Skip to first unread message

Edward K. Ream

unread,

Apr 4, 2024, 6:48:20 AM4/4/24

to leo-editor

This Engineering Notebook post explains why type inference (and checking) is much easier than I ever imagined.

For over a decade, I believed that (while doing type inference) everything depends on everything else. I thought inferring the types (of objects) in module A required inferring the types in all other imported modules M1, M2, etc. That's just wildly wrong!

Aha! It's dead easy to know the types of names imported from other modules!!!

- "Import" statements only give access to top-level names from other modules.

- Top-level declarations (in other modules) explicitly state the types of imported names.

Let's take a closer look. The top-level statements of any module consist only of import statements, assignment statements, and definitions of classes and functions. Annotations give us the types of names in the LHS of the assignments. The types of classes and functions are the classes and functions themselves.

The paragraph above contains some hand waving. Let's look at two difficulties:

The import graph

Imports statements create an implicit graph of import dependencies. mypy devotes considerable code to discovering strongly connected components (SCCs).

These dependencies matter because changing module A might require reanalyzing modules that import A. Otoh, changing module A only actually matters if the change involves a top-level name in A.

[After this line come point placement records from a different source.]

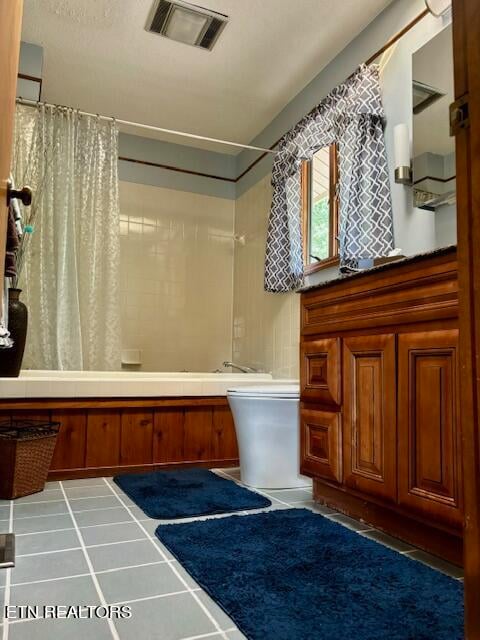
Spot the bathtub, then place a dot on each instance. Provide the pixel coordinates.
(121, 384)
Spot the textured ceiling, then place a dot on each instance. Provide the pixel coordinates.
(98, 57)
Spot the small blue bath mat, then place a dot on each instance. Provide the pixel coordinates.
(294, 575)
(183, 494)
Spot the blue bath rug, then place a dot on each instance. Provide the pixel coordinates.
(169, 495)
(294, 575)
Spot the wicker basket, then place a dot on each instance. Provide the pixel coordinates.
(26, 450)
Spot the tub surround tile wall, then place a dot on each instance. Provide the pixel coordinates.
(266, 326)
(176, 277)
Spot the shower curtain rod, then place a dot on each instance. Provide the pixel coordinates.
(194, 136)
(139, 125)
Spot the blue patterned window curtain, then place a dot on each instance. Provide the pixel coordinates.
(352, 116)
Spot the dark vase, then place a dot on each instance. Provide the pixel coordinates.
(11, 359)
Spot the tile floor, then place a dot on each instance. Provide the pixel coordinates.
(84, 542)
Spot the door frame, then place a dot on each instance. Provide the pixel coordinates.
(466, 36)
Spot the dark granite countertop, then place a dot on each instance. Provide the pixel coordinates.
(381, 267)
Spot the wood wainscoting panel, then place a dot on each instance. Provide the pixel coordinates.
(321, 444)
(429, 446)
(168, 435)
(103, 438)
(198, 433)
(136, 437)
(320, 371)
(71, 440)
(369, 421)
(224, 440)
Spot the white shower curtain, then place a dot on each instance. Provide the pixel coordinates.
(70, 276)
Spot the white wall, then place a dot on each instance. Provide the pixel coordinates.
(414, 228)
(266, 326)
(176, 277)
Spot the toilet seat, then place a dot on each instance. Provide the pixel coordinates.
(266, 391)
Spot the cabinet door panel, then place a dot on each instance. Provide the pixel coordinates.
(370, 415)
(321, 444)
(320, 374)
(429, 439)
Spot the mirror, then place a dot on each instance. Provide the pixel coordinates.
(433, 148)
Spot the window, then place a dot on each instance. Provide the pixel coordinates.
(320, 210)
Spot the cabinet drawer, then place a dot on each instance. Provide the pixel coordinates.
(429, 456)
(321, 445)
(320, 371)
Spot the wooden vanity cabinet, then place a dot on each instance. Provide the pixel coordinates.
(379, 380)
(428, 438)
(369, 415)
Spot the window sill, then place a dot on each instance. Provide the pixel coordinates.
(333, 261)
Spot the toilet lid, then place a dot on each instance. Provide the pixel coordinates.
(267, 391)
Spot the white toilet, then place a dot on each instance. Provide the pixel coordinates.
(267, 425)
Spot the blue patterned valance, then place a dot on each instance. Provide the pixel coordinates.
(352, 116)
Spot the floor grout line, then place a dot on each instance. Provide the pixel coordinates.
(75, 575)
(176, 572)
(134, 566)
(90, 566)
(88, 546)
(45, 553)
(38, 533)
(156, 597)
(8, 578)
(212, 634)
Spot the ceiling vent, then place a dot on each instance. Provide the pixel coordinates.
(186, 23)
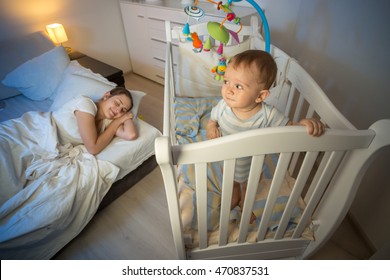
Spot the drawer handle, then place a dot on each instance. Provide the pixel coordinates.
(159, 76)
(158, 40)
(159, 59)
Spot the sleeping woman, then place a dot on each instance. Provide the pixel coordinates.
(96, 124)
(51, 180)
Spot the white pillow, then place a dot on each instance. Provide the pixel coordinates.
(38, 78)
(79, 80)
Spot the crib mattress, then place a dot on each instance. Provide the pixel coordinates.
(191, 115)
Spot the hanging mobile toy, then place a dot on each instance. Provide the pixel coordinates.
(220, 69)
(196, 13)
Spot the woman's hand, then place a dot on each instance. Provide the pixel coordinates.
(127, 130)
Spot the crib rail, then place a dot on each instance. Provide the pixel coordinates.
(282, 140)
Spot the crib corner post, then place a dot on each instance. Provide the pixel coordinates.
(163, 152)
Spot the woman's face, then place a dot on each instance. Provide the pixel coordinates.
(115, 106)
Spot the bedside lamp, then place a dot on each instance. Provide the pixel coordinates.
(57, 34)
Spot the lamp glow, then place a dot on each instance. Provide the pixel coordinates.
(57, 33)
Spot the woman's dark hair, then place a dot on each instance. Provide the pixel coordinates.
(122, 90)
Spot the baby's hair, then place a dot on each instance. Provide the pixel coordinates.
(122, 90)
(262, 60)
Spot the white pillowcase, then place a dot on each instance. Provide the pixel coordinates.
(38, 78)
(79, 80)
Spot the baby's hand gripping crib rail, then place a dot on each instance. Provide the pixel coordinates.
(323, 174)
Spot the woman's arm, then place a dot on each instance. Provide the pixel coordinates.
(93, 141)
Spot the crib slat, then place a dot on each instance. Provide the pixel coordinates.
(300, 182)
(317, 176)
(290, 100)
(253, 182)
(298, 109)
(293, 162)
(227, 187)
(323, 182)
(201, 202)
(310, 112)
(276, 184)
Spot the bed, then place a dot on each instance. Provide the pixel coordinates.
(49, 192)
(300, 187)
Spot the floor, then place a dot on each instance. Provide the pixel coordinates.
(136, 227)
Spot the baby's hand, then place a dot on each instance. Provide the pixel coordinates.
(314, 127)
(212, 131)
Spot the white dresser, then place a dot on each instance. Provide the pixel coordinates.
(145, 30)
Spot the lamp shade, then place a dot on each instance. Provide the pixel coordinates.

The dependency graph gives a new view of Leo. By design, the following are true:

- leoGlobals.py imports no Leo modules, only Python library modules.

- leoNodes.py imports only leoGlobals.py and signal_manager.py, which does not import any Leo imports.

- leoCommands.py only imports leoNodes.py at the top level. Commands.__init__ imports all of Leo's sub-commanders.

These constraints (and others) ensure that Leo contains no circular import dependencies.

In short, it's non-trivial to compute the dependency graph! A prototype might sidestep such complications--perhaps by using a hand-crafted dependency graph.

Function arguments

The only remaining difficulty involves inferring the types of function/method arguments. The Hindley-Milner so-called "algorithm" does this. This algorithm takes a context comprising the already-inferred arguments.

I don't understand all the details. Happily, the details don't matter if (as in Leo) all arguments have annotations!

Summary

Type inference and checking remain tricky. But the details involve bookkeeping, not deep theory!

The Hindley-Milner algorithm isn't needed if all arguments have annotations.

These Ahas open the door to a super-fast Leonine pylint, as I'll explain in another ENB. This Leonine pylint should be about as fast as the existing Leonine pyflakes.